There are many beautiful ideas in science. We see them as beautiful because they seem to have some sort of unifying force. Or because they’re simple and elegant. Or because some talented writer put words to them that are so perfect that they ring in our heads as we go about our day to day life. But most importantly, they’re beautiful because they’re true.
The idea that strikes me as the most beautiful is one that has been said by many, many scientists, in many many ways.
As Carl Sagan said, we are all star stuff.
As Neil deGrasse Tyson said, the elements that make up our bodies were formed in the crucibles of stars.
As Darwin said “[F]rom so simple a beginning endless forms most beautiful and most wonderful have been, and are being, evolved.”
The writing is beautiful and evocative, but it is the underlying idea that is even more so.
I am an atheist. Many people assume that means that I live a directionless life, not seeing beauty and wonder. Not caring what happens to myself or others. Not living purposefully. They assume that my atheism is a temporary and unfulfilling state of being, and that eventually I will find my own fox hole and have a belief in their god ignited by the bombs of pain.
What they don’t realize is that I have been in my fox hole. I have been at lows of suffering, both physically and emotionally, and the thing that has sustained me is the fact that “I am in the universe and the universe is within me.”
The anger with a god who is unfair. The questioning of why an omnipotent power would allow such pain in the world. The uncertainty of whether I am living my life in a way that will cause a capricious and moody deity to reward me. These are not parts of my life. Je n’avais pas besoin de cette hypothèse-là.
Science is not my religion, but the understanding of science centers me. It graces me with a connection to a truly astounding universe. It is a universe that does not have direction, but it’s one that doesn’t need direction.
But just because the universe does not have a caring creator, that does not mean it doesn’t care. For I am a part of the universe. And I care. My brothers and sisters on this planet are part of the universe. And they care. And I am made from the same cloth as them. Not just the small subsection of humanity with which I choose to ally myself, but everyone. Every human who lives, who has lived and who will live. Every creature. Every plant. Every rock. Every star.

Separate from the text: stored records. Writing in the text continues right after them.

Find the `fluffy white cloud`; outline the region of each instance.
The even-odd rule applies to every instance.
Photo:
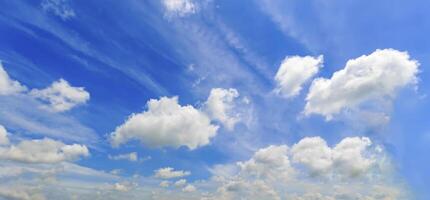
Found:
[[[347,137],[334,147],[319,137],[303,138],[291,150],[272,145],[238,162],[237,170],[214,174],[220,184],[207,199],[405,198],[387,162],[369,138]]]
[[[120,192],[127,192],[129,190],[128,186],[122,183],[115,183],[112,189]]]
[[[184,188],[182,188],[182,191],[184,192],[195,192],[197,189],[194,187],[194,185],[188,184]]]
[[[183,171],[183,170],[174,170],[171,167],[160,168],[155,170],[155,177],[162,179],[171,179],[171,178],[179,178],[184,176],[189,176],[191,172]]]
[[[109,159],[111,160],[129,160],[132,162],[136,162],[139,158],[137,155],[137,152],[131,152],[131,153],[126,153],[126,154],[119,154],[119,155],[109,155],[108,156]]]
[[[0,145],[6,145],[9,144],[9,138],[7,130],[0,125]]]
[[[0,147],[0,159],[27,163],[73,161],[81,156],[88,155],[89,151],[84,145],[66,145],[48,138],[23,140],[17,145],[12,144],[10,146]]]
[[[288,179],[293,173],[293,168],[287,152],[286,145],[271,145],[258,150],[250,160],[239,162],[238,166],[241,173],[246,176],[271,180],[279,177]]]
[[[292,160],[306,166],[311,173],[322,173],[333,164],[332,150],[320,137],[303,138],[291,148]]]
[[[186,184],[187,184],[187,180],[185,179],[180,179],[174,183],[176,187],[183,187]]]
[[[369,100],[390,99],[417,82],[419,63],[407,52],[376,50],[349,60],[330,79],[317,78],[306,97],[304,113],[321,114],[330,120],[343,109],[354,109]]]
[[[234,89],[213,88],[205,103],[205,110],[213,120],[218,120],[227,129],[232,130],[240,121],[238,114],[234,113],[235,99],[239,92]]]
[[[297,96],[302,85],[318,73],[323,65],[323,56],[287,56],[275,76],[275,92],[283,97]]]
[[[310,170],[312,175],[336,172],[342,176],[366,174],[375,164],[369,147],[372,142],[366,137],[348,137],[334,148],[320,137],[304,138],[291,150],[292,159]],[[331,170],[331,171],[330,171]]]
[[[131,139],[148,147],[187,146],[195,149],[209,143],[217,133],[206,114],[191,105],[181,106],[178,97],[162,97],[147,102],[148,110],[131,115],[111,134],[113,146]]]
[[[46,101],[49,108],[55,112],[70,110],[90,99],[90,94],[85,88],[70,86],[64,79],[53,82],[45,89],[32,89],[30,95]]]
[[[197,11],[197,5],[192,0],[163,0],[167,14],[186,16]]]
[[[160,187],[166,188],[170,186],[170,181],[161,181]]]
[[[27,88],[18,81],[12,80],[0,62],[0,95],[11,95],[26,91]]]
[[[333,164],[341,173],[358,176],[368,172],[376,163],[368,148],[372,145],[369,138],[345,138],[333,148]],[[369,155],[370,154],[370,155]]]

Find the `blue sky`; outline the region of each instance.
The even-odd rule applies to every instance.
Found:
[[[0,5],[0,199],[430,198],[429,2]]]

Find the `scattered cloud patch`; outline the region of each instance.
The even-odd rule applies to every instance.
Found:
[[[188,184],[184,188],[182,188],[182,191],[184,192],[195,192],[197,189],[194,185]]]
[[[191,105],[181,106],[178,97],[161,97],[147,102],[148,110],[132,114],[111,133],[113,146],[131,139],[154,148],[207,145],[217,133],[208,116]]]
[[[137,152],[119,154],[119,155],[114,155],[114,156],[108,155],[108,158],[111,160],[128,160],[128,161],[132,161],[132,162],[136,162],[139,160]]]
[[[180,178],[184,176],[189,176],[191,172],[183,171],[183,170],[174,170],[171,167],[160,168],[155,170],[155,177],[161,179],[172,179],[172,178]]]
[[[23,140],[0,147],[0,159],[25,163],[58,163],[89,156],[85,145],[66,145],[49,138]]]
[[[41,6],[45,12],[52,13],[62,20],[68,20],[76,16],[69,0],[43,0]]]
[[[205,103],[205,111],[213,120],[221,122],[228,130],[233,130],[234,125],[240,121],[240,116],[235,113],[235,100],[239,92],[234,88],[213,88]]]
[[[187,16],[197,12],[197,5],[192,0],[163,0],[166,15]]]
[[[6,128],[4,126],[0,125],[0,145],[7,145],[9,144],[9,138]]]
[[[323,56],[287,56],[275,75],[275,92],[283,97],[297,96],[302,86],[323,66]]]
[[[32,89],[30,95],[47,102],[48,108],[55,112],[70,110],[90,99],[90,93],[85,88],[73,87],[64,79],[53,82],[45,89]]]
[[[12,95],[26,91],[27,88],[18,81],[12,80],[0,62],[0,95]]]
[[[271,145],[235,166],[227,173],[212,170],[212,184],[219,186],[208,199],[382,200],[407,195],[383,148],[366,137],[347,137],[334,147],[319,137],[303,138],[291,149]]]
[[[407,52],[377,49],[349,60],[330,79],[317,78],[306,97],[305,115],[327,120],[344,109],[356,109],[370,100],[389,100],[397,91],[417,82],[419,63]]]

We are not an omnipotent force, but we are a force. And we are one that requires no justification for the evil that happens. Because we aren’t omnipotent. We have no superpowers to be able to see and prevent all evil, and this is not a failing. It is a fact of our interconnected and autonomous universe. There is evil. There has been evil. There will be evil.
But for every evil, there is good. For every choice that is made to cause pain and suffering, there is a choice that is made to help. For every pain caused by nature, there is a lesson learned. Our collective knowledge of how to prevent suffering increases. This does not mean that we are inevitably heading somewhere good, or inevitably heading anywhere. But it means we have the power to take pain and turn it into growth. The fact that we do so, even though we don’t have to is the greatest thing to me. For where there is no one telling you what to do, your choices become yours. Your accomplishments are that much greater because you decide to do them. Your small acts of kindness that much larger.
The universe has no meaning. But we do. You and I. Through our actions we create beauty and joy. We give the weak a hand and stand up to the strong. We don’t need to be told what to do or what is right, because we create the right.
We create the meaning in the universe. Because we are part of it. And it is part of us.